Nach Informationen der „Süddeutschen Zeitung“ wirft selbst die EU-Kommission dem Gericht vor, „jedes Gespür fehlen zu lassen“ und „suboptimal“ gehandelt zu haben. Die Zeitung zitiert die EU-Justizkommissarin Viviane Reding, die sagt, dass es „das Normalste auf der Welt“ sei, „dass ausländische Medien, erst recht aus Ländern mit Betroffenen“, einem Prozess dieser Art beiwohnen würden. Außerdem meldet sich Nils Muiznieks, der Menschenrechtskommissar des Europarats, zu Wort und lässt verlauten, dass er die Entscheidung des Gerichts kaum verstehe. Fatal für das Vertrauen in deutsche Gerichte und andere Behörden sind auch die Aufmacher türkischer Zeitungen der letzten Tage. Die liberal-nationale „Hürriyet“ titelt: „Türkische Presse nicht erwünscht“ und gleich daneben: „Der Gerichtsprozess beginnt bereits ungerecht“ [„O Mahkeme Daha İlk Gün Adaletsiz Başladı“]. Die „Milliyet“ titelt: „Gerechtigkeit nach deutscher Art“.
Die berühmte Handwaage der Justitia ist von Anfang an in einer Schieflage. Was für ein Bild geben wir mit solchen Vorfällen in der Welt ab? Das ohnehin schon durch die Morde gestörte Vertrauen in Teile der staatlichen Behörden wird durch solche Ereignisse nicht besser. Es dürfte, nach gesundem Menschenverstand, nicht das Ziel staatlicher Einrichtungen sein, die Zuversicht und das Vertrauen in eben diese Einrichtungen und das Rechtsstaatssystem, auf das wir gerade nach dem Zweiten Weltkrieg stolz sein können, zu minimieren. Nicht umsonst schreibt Friedrich Schmidt von der „Frankfurter Allgemeine Zeitung (FAZ)“, dass das Gericht „jedes Gespür für die menschlichen und politischen Befindlichkeiten“ vermissen lasse. Cemil Şahinöz, Chefredakteur der Zeitschrift „Ayasofya“ und Betreiber der Internetseite „Misawa“, macht jetzt schon “große Zweifel” sowie einen „Nachgeschmack an Ungerechtigkeit” an dem Verfahren aus.

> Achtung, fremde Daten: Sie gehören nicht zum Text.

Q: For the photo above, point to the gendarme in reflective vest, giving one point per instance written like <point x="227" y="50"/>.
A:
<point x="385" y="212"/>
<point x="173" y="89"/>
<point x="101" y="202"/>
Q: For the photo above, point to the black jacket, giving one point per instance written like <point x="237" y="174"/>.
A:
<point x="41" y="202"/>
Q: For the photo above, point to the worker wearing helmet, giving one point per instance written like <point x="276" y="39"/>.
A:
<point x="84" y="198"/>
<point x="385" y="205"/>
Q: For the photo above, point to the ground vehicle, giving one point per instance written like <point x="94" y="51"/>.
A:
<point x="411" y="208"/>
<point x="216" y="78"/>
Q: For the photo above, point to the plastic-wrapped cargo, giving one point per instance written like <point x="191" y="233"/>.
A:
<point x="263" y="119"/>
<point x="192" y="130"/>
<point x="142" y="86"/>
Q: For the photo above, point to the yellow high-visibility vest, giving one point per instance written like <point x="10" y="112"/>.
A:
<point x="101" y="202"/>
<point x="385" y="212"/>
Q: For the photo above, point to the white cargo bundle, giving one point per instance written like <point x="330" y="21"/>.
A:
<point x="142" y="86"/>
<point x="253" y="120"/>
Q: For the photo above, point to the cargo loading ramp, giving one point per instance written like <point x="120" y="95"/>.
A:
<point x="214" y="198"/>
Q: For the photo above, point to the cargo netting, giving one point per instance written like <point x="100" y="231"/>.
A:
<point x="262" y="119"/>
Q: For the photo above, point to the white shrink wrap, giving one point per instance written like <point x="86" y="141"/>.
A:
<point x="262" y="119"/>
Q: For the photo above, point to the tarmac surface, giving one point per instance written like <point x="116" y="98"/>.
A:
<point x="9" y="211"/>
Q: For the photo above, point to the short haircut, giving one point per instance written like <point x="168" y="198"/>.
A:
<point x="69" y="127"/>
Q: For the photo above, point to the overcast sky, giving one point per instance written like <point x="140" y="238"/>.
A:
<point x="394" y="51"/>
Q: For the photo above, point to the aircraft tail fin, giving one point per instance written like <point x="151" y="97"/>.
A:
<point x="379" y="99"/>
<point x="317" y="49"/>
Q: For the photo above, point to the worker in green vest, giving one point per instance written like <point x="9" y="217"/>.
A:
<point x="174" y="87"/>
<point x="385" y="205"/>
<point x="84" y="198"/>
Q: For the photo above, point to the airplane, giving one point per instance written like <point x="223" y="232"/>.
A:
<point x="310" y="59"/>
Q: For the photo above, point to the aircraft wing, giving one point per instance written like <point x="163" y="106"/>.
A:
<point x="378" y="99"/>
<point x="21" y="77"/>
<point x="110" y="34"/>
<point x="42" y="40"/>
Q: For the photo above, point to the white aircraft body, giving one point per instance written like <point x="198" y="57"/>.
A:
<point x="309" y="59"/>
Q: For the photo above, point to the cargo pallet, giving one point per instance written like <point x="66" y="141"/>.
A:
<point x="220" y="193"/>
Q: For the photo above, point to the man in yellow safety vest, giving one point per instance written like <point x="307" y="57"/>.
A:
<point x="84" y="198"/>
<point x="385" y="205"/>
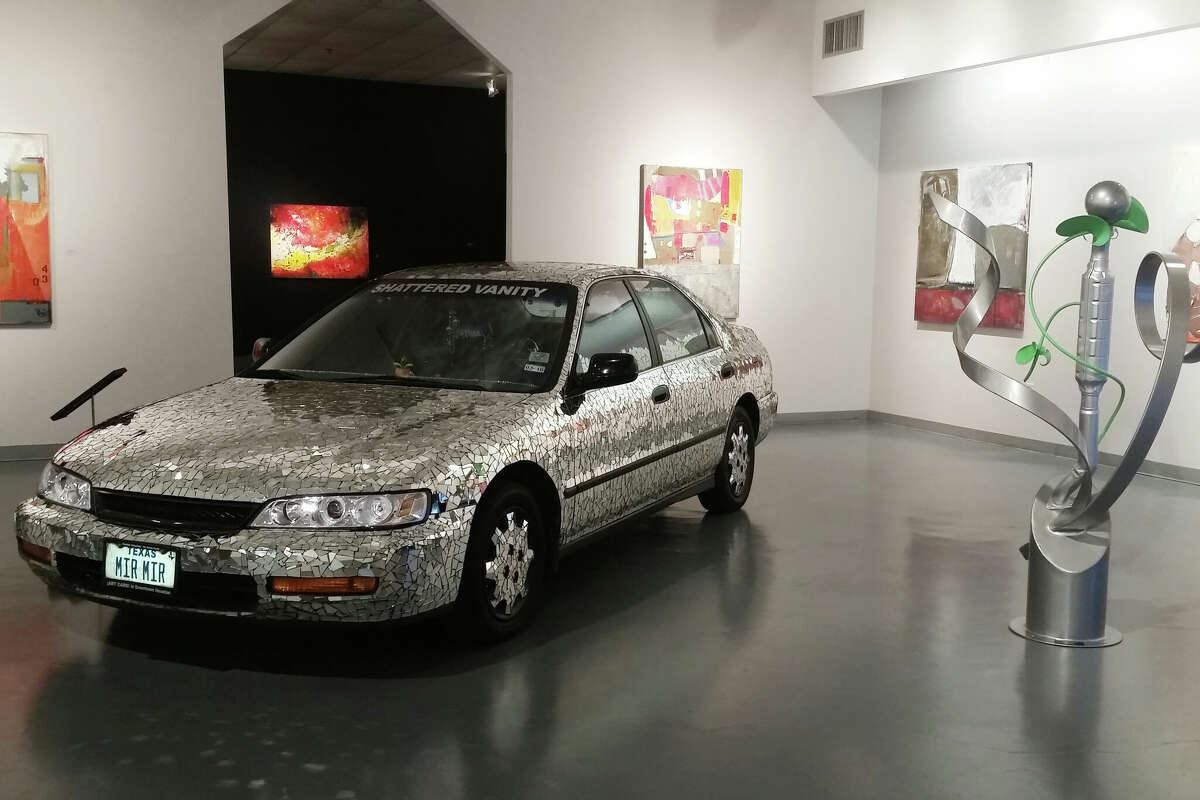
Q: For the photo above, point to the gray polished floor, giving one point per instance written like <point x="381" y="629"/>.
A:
<point x="845" y="636"/>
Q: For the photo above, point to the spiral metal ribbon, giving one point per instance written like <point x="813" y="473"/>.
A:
<point x="1086" y="511"/>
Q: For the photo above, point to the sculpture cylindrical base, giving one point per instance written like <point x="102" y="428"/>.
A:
<point x="1068" y="585"/>
<point x="1111" y="636"/>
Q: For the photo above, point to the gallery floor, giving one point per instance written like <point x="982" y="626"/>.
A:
<point x="846" y="636"/>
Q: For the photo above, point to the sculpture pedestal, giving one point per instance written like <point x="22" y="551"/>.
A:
<point x="1068" y="584"/>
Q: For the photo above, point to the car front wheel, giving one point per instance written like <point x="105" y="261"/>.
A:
<point x="735" y="471"/>
<point x="505" y="564"/>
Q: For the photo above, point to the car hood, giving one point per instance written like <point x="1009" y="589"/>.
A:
<point x="251" y="439"/>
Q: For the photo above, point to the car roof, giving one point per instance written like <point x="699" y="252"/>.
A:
<point x="579" y="275"/>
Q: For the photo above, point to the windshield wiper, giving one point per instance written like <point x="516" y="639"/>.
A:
<point x="277" y="374"/>
<point x="413" y="380"/>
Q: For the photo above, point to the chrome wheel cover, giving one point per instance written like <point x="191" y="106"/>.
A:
<point x="509" y="569"/>
<point x="738" y="458"/>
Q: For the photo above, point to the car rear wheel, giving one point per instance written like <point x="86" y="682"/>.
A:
<point x="505" y="565"/>
<point x="735" y="471"/>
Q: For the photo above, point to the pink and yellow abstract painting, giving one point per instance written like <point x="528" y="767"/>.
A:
<point x="691" y="230"/>
<point x="24" y="230"/>
<point x="319" y="241"/>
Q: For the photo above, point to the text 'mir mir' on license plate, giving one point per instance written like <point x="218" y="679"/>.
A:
<point x="139" y="565"/>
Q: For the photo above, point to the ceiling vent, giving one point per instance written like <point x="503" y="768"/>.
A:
<point x="844" y="35"/>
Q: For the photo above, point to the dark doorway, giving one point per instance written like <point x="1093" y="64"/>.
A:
<point x="426" y="162"/>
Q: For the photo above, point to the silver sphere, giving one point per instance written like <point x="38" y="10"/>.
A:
<point x="1108" y="200"/>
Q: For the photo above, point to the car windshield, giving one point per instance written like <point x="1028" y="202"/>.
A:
<point x="505" y="336"/>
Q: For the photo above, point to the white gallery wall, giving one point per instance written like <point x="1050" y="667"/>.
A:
<point x="912" y="38"/>
<point x="130" y="92"/>
<point x="600" y="89"/>
<point x="131" y="96"/>
<point x="1123" y="110"/>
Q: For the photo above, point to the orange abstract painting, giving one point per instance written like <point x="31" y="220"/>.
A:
<point x="319" y="241"/>
<point x="24" y="230"/>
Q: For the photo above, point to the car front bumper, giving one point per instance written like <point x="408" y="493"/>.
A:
<point x="418" y="567"/>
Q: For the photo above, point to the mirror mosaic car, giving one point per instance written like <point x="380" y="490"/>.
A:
<point x="232" y="447"/>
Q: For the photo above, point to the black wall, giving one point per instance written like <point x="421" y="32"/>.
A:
<point x="427" y="162"/>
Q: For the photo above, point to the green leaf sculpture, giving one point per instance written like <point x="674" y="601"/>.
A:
<point x="1134" y="220"/>
<point x="1099" y="229"/>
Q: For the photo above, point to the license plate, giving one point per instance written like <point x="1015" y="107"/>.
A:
<point x="139" y="565"/>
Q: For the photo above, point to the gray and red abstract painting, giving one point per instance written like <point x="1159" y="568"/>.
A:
<point x="947" y="265"/>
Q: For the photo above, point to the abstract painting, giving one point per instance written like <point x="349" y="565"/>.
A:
<point x="25" y="234"/>
<point x="319" y="241"/>
<point x="947" y="265"/>
<point x="691" y="230"/>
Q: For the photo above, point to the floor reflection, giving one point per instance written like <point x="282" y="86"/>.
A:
<point x="365" y="711"/>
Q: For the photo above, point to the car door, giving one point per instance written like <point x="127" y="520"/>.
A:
<point x="617" y="432"/>
<point x="695" y="361"/>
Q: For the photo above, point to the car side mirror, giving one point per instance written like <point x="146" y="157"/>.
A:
<point x="262" y="349"/>
<point x="609" y="370"/>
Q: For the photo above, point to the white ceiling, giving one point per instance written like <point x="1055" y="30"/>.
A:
<point x="379" y="40"/>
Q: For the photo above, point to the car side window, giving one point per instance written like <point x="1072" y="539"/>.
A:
<point x="611" y="324"/>
<point x="677" y="324"/>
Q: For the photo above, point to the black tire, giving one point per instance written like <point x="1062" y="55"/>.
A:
<point x="490" y="605"/>
<point x="729" y="493"/>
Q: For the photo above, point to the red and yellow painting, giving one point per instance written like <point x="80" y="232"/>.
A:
<point x="24" y="230"/>
<point x="691" y="230"/>
<point x="319" y="241"/>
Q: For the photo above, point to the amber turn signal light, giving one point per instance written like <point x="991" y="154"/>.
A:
<point x="357" y="584"/>
<point x="35" y="552"/>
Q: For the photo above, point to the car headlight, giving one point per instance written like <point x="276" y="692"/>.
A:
<point x="346" y="511"/>
<point x="65" y="488"/>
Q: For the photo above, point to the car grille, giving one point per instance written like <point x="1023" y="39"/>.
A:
<point x="203" y="590"/>
<point x="163" y="512"/>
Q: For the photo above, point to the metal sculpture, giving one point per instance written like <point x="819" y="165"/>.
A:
<point x="1071" y="529"/>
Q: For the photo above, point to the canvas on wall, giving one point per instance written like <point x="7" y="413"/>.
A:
<point x="947" y="264"/>
<point x="25" y="239"/>
<point x="319" y="241"/>
<point x="691" y="230"/>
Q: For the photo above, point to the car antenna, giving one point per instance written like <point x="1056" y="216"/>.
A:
<point x="89" y="395"/>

Wie groß war das NSU-Umfeld wirklich?
In diesem Gerichtsprozess geht es um mehr als die Zulassung türkischer Medien zur Verhandlung. Es geht auch darum, Schlampereien bei der Aufklärung der Morde zu benennen. Es geht darum, zu prüfen, ob es stimmt, was Markus Decker im „Kölner-Stadt-Anzeiger (KSTA)“ schreibt, nämlich „dass es eine geistige Nähe zwischen Teilen des Inlandsgeheimdienstes und rechten Kreisen gibt“. Decker schreibt, dass es „Zeitgenossen“ gebe, die dies schon „längst für ausgemacht“ halten würden.
Andreas Förster von der „Frankfurter Rundschau (FR)“ ergänzt, dass ein „über Jahrzehnte gewachsene[s] soziale[s] und politische[s] Beziehungsgeflecht in der rechtsextremen Szene […]“ existiere, das der Zwickauer Zelle Rückhalt geben konnte. Die rechtsextremistische Terrorgruppe „Nationalsozialistischer Untergrund (NSU)“, deren Unterstützer und Helfershelfer bestehen nach letzten Erkenntnissen weder aus drei noch aus 129 Personen, so wie in den letzten Tagen erklärt wurde, sondern sogar noch aus viel mehr Menschen. Förster bezeichnet es als „bemerkenswert“, dass unter den 129 Verdächtigen „acht inzwischen enttarnte V-Leute des Verfassungsschutzes und – in einem Fall – des Berliner Landeskriminalamts auftauchen“. Er geht davon aus, dass „längst nicht alle Spitzel in die Übersicht aufgenommen wurden“ und nennt eine vorsichtige Schätzung von „knapp zwei Dutzend“ V-Leuten, die mit der rechtsextremistischen Terrorbande in Verbindung standen. In einem Interview Eren Güvercins mit dem Anwalt, Publizisten und dem Vizepräsidenten der Internationalen Liga für Menschenrechte, Rolf Gössner, für die „Islamische Zeitung (IZ)“, äußert sich Letzterer über die Arbeitsweise sowie die „Vertuschungsmanöver und Schredderaktionen“ von Teilen der Dienste. Im NSU-Prozess des Münchener Oberlandesgerichts wird auch über diese „Ungereimtheiten“ Aufklärung nötig sein. Auf diese Aufklärung ist nicht nur die türkische Community, sondern ganz Deutschland und die Welt gespannt.